On the same day that YouTube announced which videos on its site created the biggest buzz during 2013, research firm eMarketer released a report predicting the Google-owned company would this year generate gross ad revenue of $5.6 billion worldwide, up from an estimated $3.7 billion in 2012. And for Google, YouTube’s success is significant, as the latter’s ad-related year-on-year income represents an increasing amount of Google’s total ad revenue – 11.1 percent in 2013, up from 8.5 percent last year, and 5.5 percent in 2011.
Although the video-sharing site has to pay out to ad partners and content creators from its revenue, the research firm forecasts YouTube will still be able pull in global net revenue of $1.96 billion, marking a healthy 65.5 percent increase on a year earlier.
“That translates to a 1.7 percent share of all global digital ad revenues – higher than the market shares of Twitter, AOL, Amazon.com, Pandora, LinkedIn, Millennial Media and other large players,” eMarketer says in its report, adding that it expects ad revenue to increase markedly in the coming years as mobile video viewership grows.
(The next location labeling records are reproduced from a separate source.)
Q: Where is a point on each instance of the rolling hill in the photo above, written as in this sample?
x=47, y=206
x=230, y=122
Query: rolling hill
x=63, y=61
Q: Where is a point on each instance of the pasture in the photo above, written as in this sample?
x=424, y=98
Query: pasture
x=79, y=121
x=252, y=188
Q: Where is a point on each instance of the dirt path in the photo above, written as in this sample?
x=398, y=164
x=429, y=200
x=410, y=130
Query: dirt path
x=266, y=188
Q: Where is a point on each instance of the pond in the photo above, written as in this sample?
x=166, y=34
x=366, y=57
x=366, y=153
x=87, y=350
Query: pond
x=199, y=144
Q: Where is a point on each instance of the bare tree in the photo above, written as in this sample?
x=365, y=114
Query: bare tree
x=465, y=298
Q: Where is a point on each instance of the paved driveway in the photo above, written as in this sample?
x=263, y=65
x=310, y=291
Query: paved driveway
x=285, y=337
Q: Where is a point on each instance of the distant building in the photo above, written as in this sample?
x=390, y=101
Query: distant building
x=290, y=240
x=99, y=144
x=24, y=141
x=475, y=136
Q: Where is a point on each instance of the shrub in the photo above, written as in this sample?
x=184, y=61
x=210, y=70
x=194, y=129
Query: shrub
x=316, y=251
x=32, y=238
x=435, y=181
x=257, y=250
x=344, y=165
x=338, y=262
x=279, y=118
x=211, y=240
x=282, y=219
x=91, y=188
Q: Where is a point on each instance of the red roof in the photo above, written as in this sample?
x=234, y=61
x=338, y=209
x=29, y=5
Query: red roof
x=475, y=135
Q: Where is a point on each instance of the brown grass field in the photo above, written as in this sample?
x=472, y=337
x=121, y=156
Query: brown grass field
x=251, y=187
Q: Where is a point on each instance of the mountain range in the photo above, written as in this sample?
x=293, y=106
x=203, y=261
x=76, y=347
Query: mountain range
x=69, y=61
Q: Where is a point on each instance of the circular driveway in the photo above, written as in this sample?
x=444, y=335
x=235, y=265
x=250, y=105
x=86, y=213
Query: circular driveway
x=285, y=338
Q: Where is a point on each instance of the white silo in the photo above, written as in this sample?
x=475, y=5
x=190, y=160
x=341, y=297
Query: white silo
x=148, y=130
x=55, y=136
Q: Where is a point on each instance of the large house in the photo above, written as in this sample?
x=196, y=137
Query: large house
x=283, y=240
Google doesn’t release revenue figures for YouTube, so eMarketer makes its own extensive inquiries to arrive at its estimate, which include analysis of “YouTube revenue studies, ad impressions, rates, usage and other factors collected from research firms, investment banks, company reports and interviews with industry executives.”
What we know for sure is that YouTube has come a long way since it launched with a video about an elephant in 2005. According to its stats page, the site has more than a billion unique users monthly, with over six billion hours of videos watched each month.
Localization in 61 countries and languages has helped spread the service’s reach far and wide since launching in the US, with 80 per cent of traffic now coming from outside its home country.
When Google picked up the video-sharing site in 2006 for $1.65 billion, profits were low and there were an awful lot of cat videos around, but over the years, while those fame-hunting felines remain, YouTube has made huge changes and investments to improve the quality of its content and build its audience, moves that have helped to attract big-money advertisers and make it the success that it is today.